Adamsberg avait raccroché, conscient que sa récente nomination à la Criminelle était en équilibre instable, entre les mains expertes du semeur de peste. Perdre sa place, aller ailleurs, il s’en foutait à peu près. Mais perdre le fil, à présent qu’il avait retrouvé le point d’emmêlement, le préoccupait an plus haut point.
Il étala les journaux et dut fermer sa porte pour s’isoler des stridences entrecroisées des téléphones qui se déclenchaient les uns après les autres dans la grande salle, mobilisant tous les agents de la Brigade.
Le Petit traicté du semeur s’étalait sur les unes, accompagné des photos de la dernière victime, d’encadrés sur la peste noire, soulignés de titres propres à aviver les peurs : Peste noire ou serial killer ? Le retour du fléau de Dieu ? Meurtres ou contagion ? Un quatrième décès suspect à Parts. Et à l’avenant.
Moins prudents que la veille, quelques articles commençaient à ébranler ce qu’on nommait déjà « la thèse officielle de la strangulation ». On citait dans presque toutes les éditions les éléments de preuves qu’il avait apportés la veille lors de la conférence de presse, pour aussitôt les mettre en doute et les déborder. Cette couleur noire des cadavres faisait décidément dérailler les plumes les plus maîtrisées et se réveiller les alarmes anciennes, comme autant de Belles au bois dormant après un sommeil de presque trois siècles. Ce noir qui n’était, pourtant, qu’une énorme bévue. Énorme bévue qui pouvait précipiter la ville dans des gouffres de folle.

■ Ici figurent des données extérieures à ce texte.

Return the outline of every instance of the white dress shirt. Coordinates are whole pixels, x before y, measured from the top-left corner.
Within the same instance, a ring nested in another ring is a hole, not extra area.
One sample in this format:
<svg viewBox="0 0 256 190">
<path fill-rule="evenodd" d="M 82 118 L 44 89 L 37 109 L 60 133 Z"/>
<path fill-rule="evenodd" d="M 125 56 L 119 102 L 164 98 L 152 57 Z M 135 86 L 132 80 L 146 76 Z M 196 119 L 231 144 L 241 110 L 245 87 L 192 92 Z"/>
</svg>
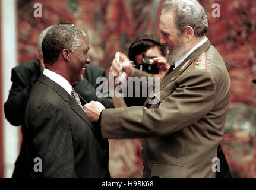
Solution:
<svg viewBox="0 0 256 190">
<path fill-rule="evenodd" d="M 204 38 L 200 41 L 200 42 L 199 42 L 198 44 L 197 44 L 193 48 L 191 49 L 191 50 L 190 51 L 189 51 L 188 53 L 187 53 L 186 54 L 185 54 L 184 56 L 182 56 L 181 57 L 181 59 L 179 59 L 178 61 L 175 62 L 174 63 L 174 66 L 175 68 L 173 69 L 175 69 L 177 66 L 178 66 L 179 65 L 181 65 L 182 62 L 184 61 L 185 59 L 186 59 L 186 58 L 187 57 L 188 57 L 188 56 L 191 54 L 192 52 L 193 52 L 195 50 L 196 50 L 198 48 L 199 48 L 200 46 L 201 46 L 204 42 L 206 42 L 207 38 L 206 36 L 204 37 Z"/>
<path fill-rule="evenodd" d="M 43 70 L 43 74 L 50 78 L 50 79 L 52 80 L 56 83 L 59 84 L 61 87 L 64 88 L 70 96 L 72 96 L 72 87 L 67 79 L 61 77 L 60 75 L 46 68 L 45 68 Z"/>
</svg>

Adamsberg trouva des ciseaux et commença à découper un article qui l’inquiétait plus encore que tous les autres. Un agent, Justin probablement, frappa et ouvrit la porte.
— Commissaire, dit-il, comme essoufflé, on dénombre des quantités de 4 dans le périmètre de la place Edgar-Quinet. Ça court de Montparnasse jusqu’à l’avenue du Maine et ça gagne le long du boulevard Raspail. Il semble qu’on compte déjà jusqu’à deux à trois cents immeubles atteints, environ un millier de portes. Favre et Estalère sont en reconnaissance. Estalère ne veut pas faire équipe avec Favre, il dit qu’il lui gonfle les couilles, qu’est-ce qu’on fait ?

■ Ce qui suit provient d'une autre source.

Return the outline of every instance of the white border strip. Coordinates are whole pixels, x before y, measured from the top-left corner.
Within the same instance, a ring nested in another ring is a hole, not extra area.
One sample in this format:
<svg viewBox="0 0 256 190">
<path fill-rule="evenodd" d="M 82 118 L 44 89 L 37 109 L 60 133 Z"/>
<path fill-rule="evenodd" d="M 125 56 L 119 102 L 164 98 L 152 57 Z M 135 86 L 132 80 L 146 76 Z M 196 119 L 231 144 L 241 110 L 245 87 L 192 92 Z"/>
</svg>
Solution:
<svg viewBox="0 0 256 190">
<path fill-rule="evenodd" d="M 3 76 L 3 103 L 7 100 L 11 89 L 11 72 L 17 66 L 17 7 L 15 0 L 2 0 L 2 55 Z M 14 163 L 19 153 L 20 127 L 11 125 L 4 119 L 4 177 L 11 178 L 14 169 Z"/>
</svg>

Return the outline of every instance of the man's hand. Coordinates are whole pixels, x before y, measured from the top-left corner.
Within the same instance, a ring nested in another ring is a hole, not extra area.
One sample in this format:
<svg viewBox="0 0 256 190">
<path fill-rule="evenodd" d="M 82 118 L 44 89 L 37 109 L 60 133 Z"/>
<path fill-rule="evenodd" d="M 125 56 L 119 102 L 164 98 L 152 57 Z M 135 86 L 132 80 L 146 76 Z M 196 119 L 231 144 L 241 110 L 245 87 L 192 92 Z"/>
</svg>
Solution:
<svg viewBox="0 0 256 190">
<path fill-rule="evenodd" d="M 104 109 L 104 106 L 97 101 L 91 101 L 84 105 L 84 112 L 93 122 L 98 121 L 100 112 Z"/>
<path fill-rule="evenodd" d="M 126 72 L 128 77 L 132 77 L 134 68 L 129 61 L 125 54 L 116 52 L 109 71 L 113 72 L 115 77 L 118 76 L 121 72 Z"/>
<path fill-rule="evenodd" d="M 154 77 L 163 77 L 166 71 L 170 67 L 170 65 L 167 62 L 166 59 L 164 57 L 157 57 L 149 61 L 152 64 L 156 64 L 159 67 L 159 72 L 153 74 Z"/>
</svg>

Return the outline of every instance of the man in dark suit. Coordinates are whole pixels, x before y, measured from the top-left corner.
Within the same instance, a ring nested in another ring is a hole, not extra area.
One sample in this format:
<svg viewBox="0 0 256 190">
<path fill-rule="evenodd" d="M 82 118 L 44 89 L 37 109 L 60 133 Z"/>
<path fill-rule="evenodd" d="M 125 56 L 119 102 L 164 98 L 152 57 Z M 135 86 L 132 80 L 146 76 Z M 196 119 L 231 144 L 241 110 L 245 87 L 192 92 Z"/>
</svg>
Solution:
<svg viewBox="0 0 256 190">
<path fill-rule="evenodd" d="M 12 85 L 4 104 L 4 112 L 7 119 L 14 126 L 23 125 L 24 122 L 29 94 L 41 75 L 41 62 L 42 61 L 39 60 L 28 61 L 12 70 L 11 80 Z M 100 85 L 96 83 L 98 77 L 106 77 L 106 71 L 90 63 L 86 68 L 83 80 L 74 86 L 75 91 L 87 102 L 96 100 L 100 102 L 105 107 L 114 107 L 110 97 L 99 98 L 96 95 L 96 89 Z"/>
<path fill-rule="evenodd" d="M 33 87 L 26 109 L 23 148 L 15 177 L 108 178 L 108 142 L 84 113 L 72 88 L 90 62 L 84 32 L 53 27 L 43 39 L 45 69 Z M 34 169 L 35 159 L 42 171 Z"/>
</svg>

— Permutez, faites équipe avec Favre.
— Il me gonfle les couilles.
— Brigadier… commença Adamsberg.
— Lieutenant Voisenet, rectifia l’officier.

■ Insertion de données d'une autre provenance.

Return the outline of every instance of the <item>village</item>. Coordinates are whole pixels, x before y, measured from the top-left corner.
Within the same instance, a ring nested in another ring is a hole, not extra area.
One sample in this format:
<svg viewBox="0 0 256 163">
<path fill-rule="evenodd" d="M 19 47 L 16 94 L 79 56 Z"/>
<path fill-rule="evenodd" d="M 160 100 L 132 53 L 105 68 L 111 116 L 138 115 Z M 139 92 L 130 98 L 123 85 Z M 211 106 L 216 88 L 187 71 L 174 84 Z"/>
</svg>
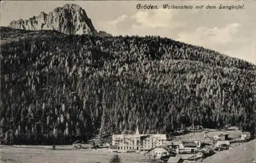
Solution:
<svg viewBox="0 0 256 163">
<path fill-rule="evenodd" d="M 251 140 L 249 132 L 242 132 L 235 127 L 188 129 L 180 134 L 140 134 L 137 128 L 134 134 L 113 134 L 103 139 L 96 137 L 87 144 L 77 141 L 73 147 L 81 150 L 138 153 L 148 158 L 144 162 L 196 162 Z"/>
</svg>

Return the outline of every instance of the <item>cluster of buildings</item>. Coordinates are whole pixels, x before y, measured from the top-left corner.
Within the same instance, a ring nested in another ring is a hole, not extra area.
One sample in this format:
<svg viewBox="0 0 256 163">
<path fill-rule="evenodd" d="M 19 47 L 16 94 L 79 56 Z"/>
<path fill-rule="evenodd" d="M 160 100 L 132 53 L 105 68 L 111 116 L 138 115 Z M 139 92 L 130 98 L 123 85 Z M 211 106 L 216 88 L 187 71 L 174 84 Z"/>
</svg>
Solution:
<svg viewBox="0 0 256 163">
<path fill-rule="evenodd" d="M 164 134 L 140 134 L 138 128 L 134 134 L 113 134 L 112 145 L 120 152 L 145 151 L 160 146 L 165 145 Z"/>
<path fill-rule="evenodd" d="M 241 135 L 242 140 L 250 138 L 250 133 L 249 132 L 243 132 Z M 228 149 L 230 145 L 228 134 L 221 133 L 215 135 L 213 138 L 215 142 L 214 150 Z M 193 155 L 199 152 L 200 153 L 203 149 L 202 143 L 199 140 L 169 141 L 166 139 L 166 134 L 140 134 L 138 128 L 135 134 L 113 134 L 112 139 L 112 147 L 115 147 L 113 148 L 115 148 L 116 151 L 141 153 L 156 159 L 164 156 L 177 156 L 182 154 Z"/>
<path fill-rule="evenodd" d="M 200 148 L 200 141 L 183 140 L 172 142 L 167 140 L 164 134 L 140 134 L 138 128 L 133 134 L 114 134 L 112 146 L 119 152 L 135 152 L 148 154 L 159 158 L 165 155 L 171 155 L 170 151 L 177 153 L 193 153 Z"/>
</svg>

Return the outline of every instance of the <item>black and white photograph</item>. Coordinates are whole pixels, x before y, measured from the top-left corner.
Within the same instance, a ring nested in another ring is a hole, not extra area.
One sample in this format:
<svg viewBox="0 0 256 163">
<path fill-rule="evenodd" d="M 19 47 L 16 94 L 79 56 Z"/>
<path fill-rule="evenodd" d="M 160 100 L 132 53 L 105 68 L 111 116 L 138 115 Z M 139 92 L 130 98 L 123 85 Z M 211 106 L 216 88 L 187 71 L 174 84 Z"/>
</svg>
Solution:
<svg viewBox="0 0 256 163">
<path fill-rule="evenodd" d="M 255 1 L 0 15 L 0 163 L 256 163 Z"/>
</svg>

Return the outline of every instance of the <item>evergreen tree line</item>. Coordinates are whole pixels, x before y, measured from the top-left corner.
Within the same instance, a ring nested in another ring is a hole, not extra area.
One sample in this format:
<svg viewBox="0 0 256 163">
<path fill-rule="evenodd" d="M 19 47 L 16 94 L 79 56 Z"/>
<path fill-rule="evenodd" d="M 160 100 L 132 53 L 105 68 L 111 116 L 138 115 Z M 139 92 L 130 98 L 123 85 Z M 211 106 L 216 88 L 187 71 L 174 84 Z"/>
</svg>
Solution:
<svg viewBox="0 0 256 163">
<path fill-rule="evenodd" d="M 137 126 L 167 133 L 230 125 L 254 133 L 253 64 L 166 38 L 39 33 L 1 45 L 6 142 L 86 142 Z"/>
</svg>

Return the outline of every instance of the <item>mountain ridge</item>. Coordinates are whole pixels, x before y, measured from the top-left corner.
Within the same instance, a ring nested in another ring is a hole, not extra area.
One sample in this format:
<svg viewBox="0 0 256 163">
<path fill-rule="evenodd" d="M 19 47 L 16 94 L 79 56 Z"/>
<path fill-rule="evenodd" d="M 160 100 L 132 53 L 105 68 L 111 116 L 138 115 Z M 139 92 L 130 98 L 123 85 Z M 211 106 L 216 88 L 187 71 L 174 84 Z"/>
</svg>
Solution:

— Voisenet, on n’a plus le temps de s’occuper des couilles de Favre, ni de celles d’Estalère ni des vôtres.
— J’en suis conscient, commissaire. On verra ça plus tard.
— Exactement.
— On poursuit les patrouilles ?
— C’est comme vider la mer à la cuiller. La vague arrive. Regardez, dit-il en lui tendant les journaux. Les conseils du semeur sont publiés à toutes les unes : faites vos 4 vous-mêmes pour éviter l’infection.
— J’ai vu, commissaire. C’est une catastrophe. On ne va pas pouvoir s’en sortir. À part les vingt-neuf du début, on ne va plus savoir qui protéger.
— Il n’en reste plus que vingt-cinq, Voisenet. On a des appels pour les enveloppes ?
— Plus d’une centaine, rien qu’ici. On n’arrive pas à suivre.
Adamsberg soupira.
— Dites aux gens de les apporter à la Brigade. Et faites vérifier ces foutues enveloppes. Il y en aura peut-être une d’authentique dans le tas.